There’s even the possibility the tech will be used in political votes
Of course, we don’t just vote in general elections. There are all sorts of occasions when votes are required. Within institutions, for example, clubs, families – any sort of social group. As the tech improves, we might find more and more decisions put out to a vote of some kind.
If the tech really takes on, there’s even the possibility the tech will be used in political votes. In the UK, we’d have known the result of the general election by 10.01pm. In the US, there wouldn’t be the kind of shadiness around certain counts in Florida which lead, argue some, to the wrong guy getting elected.
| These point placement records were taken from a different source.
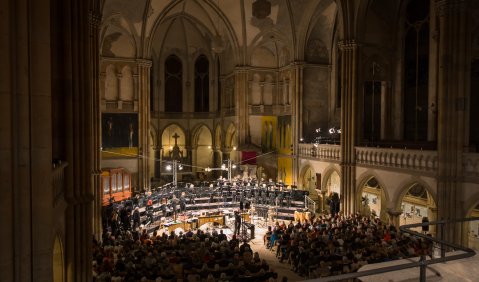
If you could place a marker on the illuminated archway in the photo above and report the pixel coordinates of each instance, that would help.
(373, 199)
(58, 262)
(417, 203)
(308, 182)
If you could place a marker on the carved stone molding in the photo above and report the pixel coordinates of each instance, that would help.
(444, 7)
(144, 63)
(349, 44)
(94, 19)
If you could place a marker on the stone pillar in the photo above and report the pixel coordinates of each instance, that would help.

Politicians will resist it, of course. But if voting becomes a more common feature of our digital lives, then politicians will struggle to resist the application in political votes. Referenda could become more common. You’ll be able to vote with one party on issue and another on another. The tech could usher in a whole new era of direct democracy.
What are you like?
The online review system has transformed the way business works. All anyone in the tourism sector now wants is a good review on Trip Advisor. I base decision after decision on what I read there – where to eat, where to stay, what to do.
The same goes for Amazon or eBay. I decide what to buy and who to buy it from based purely on user reviews. I am far from alone in this. On Uber, drivers won’t pick you up if you have had too many bad reviews.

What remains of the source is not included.